Additionally, as mentioned in the comments there are cases where we take in a class and then expose it for convenience. This could cause problems if we took in an interface and then had to expose it as a concrete class.
The biggest challenge to a significant rewrite or redesign is that there is a huge investment in the current API (thousands of hours of development and probably just as much third party training). So, while I agree that a better SOLID design rewrite or abstraction layer (that eventually could become the new API) that focused on items like the Interface Separation Principle would be a plus from a testability perspective, it'd be a large undertaking that probably can't be cost justified at the present time.
We do have testing for the current API, but it is more complicated integration testing rather than unit-testing.
Additionally, as mentioned by Chad Myers, this is question addresses a similar problem that the .NET framework itself faces in some areas.

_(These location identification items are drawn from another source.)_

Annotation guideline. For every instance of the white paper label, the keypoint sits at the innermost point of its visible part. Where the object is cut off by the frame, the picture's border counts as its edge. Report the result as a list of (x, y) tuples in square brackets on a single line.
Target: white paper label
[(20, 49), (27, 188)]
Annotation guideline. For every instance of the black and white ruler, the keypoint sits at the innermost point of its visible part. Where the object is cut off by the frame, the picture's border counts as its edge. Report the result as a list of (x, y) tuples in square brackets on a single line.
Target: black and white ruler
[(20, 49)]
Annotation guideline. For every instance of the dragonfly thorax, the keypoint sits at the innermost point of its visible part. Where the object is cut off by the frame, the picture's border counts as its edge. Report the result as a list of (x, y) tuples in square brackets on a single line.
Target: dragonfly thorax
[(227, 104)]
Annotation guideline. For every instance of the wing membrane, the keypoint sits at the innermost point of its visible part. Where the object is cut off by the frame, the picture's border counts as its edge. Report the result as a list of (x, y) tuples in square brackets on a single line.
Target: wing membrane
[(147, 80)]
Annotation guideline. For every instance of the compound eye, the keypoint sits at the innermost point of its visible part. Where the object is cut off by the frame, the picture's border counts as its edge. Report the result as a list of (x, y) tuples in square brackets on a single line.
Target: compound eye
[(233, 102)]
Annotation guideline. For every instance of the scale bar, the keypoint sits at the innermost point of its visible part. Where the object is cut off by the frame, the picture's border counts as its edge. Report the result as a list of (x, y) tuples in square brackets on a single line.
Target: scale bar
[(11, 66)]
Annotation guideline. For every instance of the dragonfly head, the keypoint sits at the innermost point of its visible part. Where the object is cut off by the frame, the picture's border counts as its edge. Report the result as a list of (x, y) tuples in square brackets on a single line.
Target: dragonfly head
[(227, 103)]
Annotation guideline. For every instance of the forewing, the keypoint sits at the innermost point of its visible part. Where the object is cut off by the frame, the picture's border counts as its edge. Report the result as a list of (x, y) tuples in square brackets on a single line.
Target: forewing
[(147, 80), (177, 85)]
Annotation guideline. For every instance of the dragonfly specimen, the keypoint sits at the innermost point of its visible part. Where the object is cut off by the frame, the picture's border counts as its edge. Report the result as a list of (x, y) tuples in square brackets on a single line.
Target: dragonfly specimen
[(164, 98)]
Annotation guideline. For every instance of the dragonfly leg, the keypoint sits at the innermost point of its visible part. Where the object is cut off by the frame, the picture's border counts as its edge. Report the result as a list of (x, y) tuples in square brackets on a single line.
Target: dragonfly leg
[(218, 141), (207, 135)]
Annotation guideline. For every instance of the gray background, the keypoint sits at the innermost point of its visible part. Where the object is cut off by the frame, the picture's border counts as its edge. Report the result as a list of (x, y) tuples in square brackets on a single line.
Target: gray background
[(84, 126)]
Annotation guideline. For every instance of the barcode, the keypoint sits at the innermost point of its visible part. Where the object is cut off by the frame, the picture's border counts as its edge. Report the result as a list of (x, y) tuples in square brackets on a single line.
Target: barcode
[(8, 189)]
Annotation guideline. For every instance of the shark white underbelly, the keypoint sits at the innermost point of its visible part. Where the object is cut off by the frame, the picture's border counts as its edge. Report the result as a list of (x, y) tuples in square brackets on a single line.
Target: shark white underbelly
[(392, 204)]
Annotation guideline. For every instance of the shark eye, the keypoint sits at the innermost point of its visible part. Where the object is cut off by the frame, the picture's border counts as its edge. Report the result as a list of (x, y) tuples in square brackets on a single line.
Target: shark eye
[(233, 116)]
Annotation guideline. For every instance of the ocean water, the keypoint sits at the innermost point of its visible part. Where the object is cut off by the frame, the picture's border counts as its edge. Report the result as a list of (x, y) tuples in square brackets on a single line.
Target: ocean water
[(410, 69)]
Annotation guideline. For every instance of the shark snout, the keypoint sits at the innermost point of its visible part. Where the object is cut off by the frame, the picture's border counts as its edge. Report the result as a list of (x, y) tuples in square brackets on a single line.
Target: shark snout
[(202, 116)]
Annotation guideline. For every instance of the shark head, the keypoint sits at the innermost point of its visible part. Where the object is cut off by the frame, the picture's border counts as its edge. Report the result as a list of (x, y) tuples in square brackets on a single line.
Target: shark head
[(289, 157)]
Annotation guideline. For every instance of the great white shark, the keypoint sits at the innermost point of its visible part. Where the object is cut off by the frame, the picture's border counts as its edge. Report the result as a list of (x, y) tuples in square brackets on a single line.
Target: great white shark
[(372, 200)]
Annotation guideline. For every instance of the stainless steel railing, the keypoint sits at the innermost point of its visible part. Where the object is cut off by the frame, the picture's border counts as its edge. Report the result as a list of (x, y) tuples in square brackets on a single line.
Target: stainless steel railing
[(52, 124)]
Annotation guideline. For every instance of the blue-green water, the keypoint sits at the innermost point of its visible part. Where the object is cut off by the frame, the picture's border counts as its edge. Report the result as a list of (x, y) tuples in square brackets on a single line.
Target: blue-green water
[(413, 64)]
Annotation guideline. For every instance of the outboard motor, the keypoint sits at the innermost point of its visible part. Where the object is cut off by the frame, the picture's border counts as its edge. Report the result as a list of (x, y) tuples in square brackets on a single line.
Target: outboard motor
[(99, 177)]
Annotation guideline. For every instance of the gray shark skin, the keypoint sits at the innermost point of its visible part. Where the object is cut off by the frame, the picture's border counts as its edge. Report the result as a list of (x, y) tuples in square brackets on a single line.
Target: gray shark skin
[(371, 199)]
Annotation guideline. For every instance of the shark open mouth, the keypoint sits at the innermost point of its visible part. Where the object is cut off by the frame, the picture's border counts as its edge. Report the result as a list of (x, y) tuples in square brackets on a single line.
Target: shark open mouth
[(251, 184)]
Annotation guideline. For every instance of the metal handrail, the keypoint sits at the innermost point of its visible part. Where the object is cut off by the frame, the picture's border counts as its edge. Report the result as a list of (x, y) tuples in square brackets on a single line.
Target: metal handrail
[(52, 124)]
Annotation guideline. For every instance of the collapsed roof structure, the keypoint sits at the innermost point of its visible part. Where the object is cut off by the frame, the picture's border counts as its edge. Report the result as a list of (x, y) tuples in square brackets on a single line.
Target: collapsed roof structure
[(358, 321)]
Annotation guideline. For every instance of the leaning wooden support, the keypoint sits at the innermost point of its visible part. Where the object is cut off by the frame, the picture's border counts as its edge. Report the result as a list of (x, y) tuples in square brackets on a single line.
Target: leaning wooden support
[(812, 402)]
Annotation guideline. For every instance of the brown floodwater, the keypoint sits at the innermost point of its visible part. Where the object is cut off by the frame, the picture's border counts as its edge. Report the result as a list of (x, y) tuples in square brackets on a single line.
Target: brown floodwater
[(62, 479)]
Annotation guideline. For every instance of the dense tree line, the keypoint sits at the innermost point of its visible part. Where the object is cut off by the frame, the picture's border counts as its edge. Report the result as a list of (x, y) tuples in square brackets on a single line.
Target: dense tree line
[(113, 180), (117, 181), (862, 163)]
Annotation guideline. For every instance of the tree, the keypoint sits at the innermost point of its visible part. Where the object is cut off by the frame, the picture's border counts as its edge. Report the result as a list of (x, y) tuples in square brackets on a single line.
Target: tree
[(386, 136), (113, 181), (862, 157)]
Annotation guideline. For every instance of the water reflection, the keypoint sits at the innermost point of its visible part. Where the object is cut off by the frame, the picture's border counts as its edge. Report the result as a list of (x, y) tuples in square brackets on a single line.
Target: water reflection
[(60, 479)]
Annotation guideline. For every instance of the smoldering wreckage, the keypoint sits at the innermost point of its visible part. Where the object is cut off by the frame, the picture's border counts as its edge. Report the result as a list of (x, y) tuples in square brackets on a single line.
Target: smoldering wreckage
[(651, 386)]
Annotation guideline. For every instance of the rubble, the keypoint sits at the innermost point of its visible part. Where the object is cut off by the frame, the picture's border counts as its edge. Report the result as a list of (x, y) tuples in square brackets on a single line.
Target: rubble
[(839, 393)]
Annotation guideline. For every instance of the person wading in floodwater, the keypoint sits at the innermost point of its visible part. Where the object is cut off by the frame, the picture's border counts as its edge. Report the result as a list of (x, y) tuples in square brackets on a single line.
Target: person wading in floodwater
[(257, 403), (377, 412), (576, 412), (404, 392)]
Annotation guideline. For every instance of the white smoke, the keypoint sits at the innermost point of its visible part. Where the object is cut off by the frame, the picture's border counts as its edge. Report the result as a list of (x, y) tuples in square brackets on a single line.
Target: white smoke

I realize that I'm probably looking for a "silver bullet" here that doesn't exist, but all help is appreciated. The important part is protecting the huge time investments by many third party developers as well as the huge existing development to create the current API.
All answers, especially those that consider the business side of the problem, will be carefully reviewed. Thanks!
If you lower the complexity of your code, the code will not only get more testable but also become cleaner, more readable, and easier to maintain.
This works by placing an abstraction (interface or abstract class) in between the dependency you want to import and the source class. The source class imports the abstraction, and remains testable because we can pass in anything that has adhered to the contract of the abstraction, even if it's a mock object.
Testability. Testing code means subjecting it to controlled input to verify it produces the expected outputs, and exhibits the expected behavior. There are lots of ways to test code; we're going to focus on integration testing and unit testing.
What you're really asking is, "How do I design my API with SOLID and similar principles in mind so my API plays well with others?" It's not just about testability. If your customers are having problems testing their code with yours, then they're also having problems WRITING/USING their code with yours, so this is a bigger problem than just testability.
Simply extracting interfaces will not solve the problem because it's likely your existing class interfaces (what the concrete classes expose as their methods/properties) aren't design with Interface Segregation Principle in mind, so the extracted interface would have all sorts of problems (some of which you mentioned in comment to a previous answer).
I like to call this the IHttpContext problem. ASP.NET, as you know, is very difficult to test around or with due to the "Magic Singleton Dependency" problem of HttpContext.Current. HttpContext is not mockable without fancy tricks like what TypeMock uses. Simply extracting an interface of HttpContext is not going to help that much because it's SO huge. Eventually, even IHttpContext would become a burden to test with so much so that it's almost not worth doing any more than trying to mock HttpContext itself.
Identifying object responsibilities, slicing up interfaces and interactions appropriately, and designing with Open/Closed Principle in mind is not something you and try to force/cram into an existing API designed without these principles in mind.
I hate to leave you with such a grim answer, so I'll give you one positive suggest: How's about YOU take all the grief on behalf of your customers and make some sort of service/facade layer over top of your old API. This service layer will have to deal with the minutiae and pain of your API, but will present a nice, clean, SOLID-friendly public API that your customers can use with much less friction.
This also has the added benefit of allowing you to slowly replace parts of your API and eventually make it so your new API isn't just a facade, it IS the API (and the old API is phased out).